Depuis plusieurs années désormais, il est régulièrement proposé au législateur d’insérer dans le code de la commande publique de nouveaux motifs d’exclusion de la commande publique. Ce fut par exemple le cas lors de l’examen de la loi Climat et résilience.
L’objet d’une telle approche, qui peut se comprendre, est d’inciter les entreprises à respecter des obligations de nature économique, sociale, éthique, ou encore environnementale, en utilisant la commande publique comme outil incitatif.

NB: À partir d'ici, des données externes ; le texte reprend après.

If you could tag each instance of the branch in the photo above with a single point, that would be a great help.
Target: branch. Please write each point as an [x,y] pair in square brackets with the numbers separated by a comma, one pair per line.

Toutefois, cette multiplication des motifs d’exclusion des procédures de passation des marchés publics et des contrats de concession soulève un enjeu d’effectivité et d’application du droit au regard de leur très faible utilisation par les acheteurs publics. Même le représentant de l’Union des groupements d’achats publics (Ugap), la principale centrale d’achats publics, m’a indiqué, lors de son audition, que l’on ne mettait jamais en œuvre ces dispositifs d’exclusion des contrats publics, qui ont pourtant fleuri dans le code de la commande publique en l’espace de quelques années.
C’est pourquoi, lors de votre audition par les quatre rapporteurs, monsieur le ministre Le Maire, je vous ai interrogé sur les instructions que vous envisagiez de donner afin de rendre enfin applicables ces pans entiers du droit de la commande publique, en sensibilisant davantage les acheteurs publics sur les facultés d’exclusion que leur offre le code de la commande publique.
Nous comptons sur vous, monsieur le ministre, pour donner suite à l’engagement que vous avez alors pris devant nous de mettre en œuvre des actions de communication afin d’inciter les acheteurs publics à avoir davantage recours aux motifs d’exclusion des contrats publics que le Gouvernement soumet fréquemment à nos votes.
Nonobstant ces réserves et du fait de notre choix délibéré de faire confiance à cet engagement du Gouvernement, la commission des lois a adopté une position constructive sur l’article 12.
Sans pour autant nous illusionner sur la portée réelle de cet article, nous l’avons en effet approuvé, en considérant qu’il participera à renforcer l’effet de signal qu’il a pour les entreprises.
Néanmoins, conformément à la position constante du Sénat, consistant à limiter le recours aux ordonnances aux cas les plus justifiés, la commission des lois a adopté deux amendements à cet article, visant à mieux encadrer le périmètre de l’habilitation à légiférer par ordonnance demandée par le Gouvernement et à en réduire le délai à trois mois. (Applaudissements au banc des commissions. – M. Franck Menonville applaudit également.)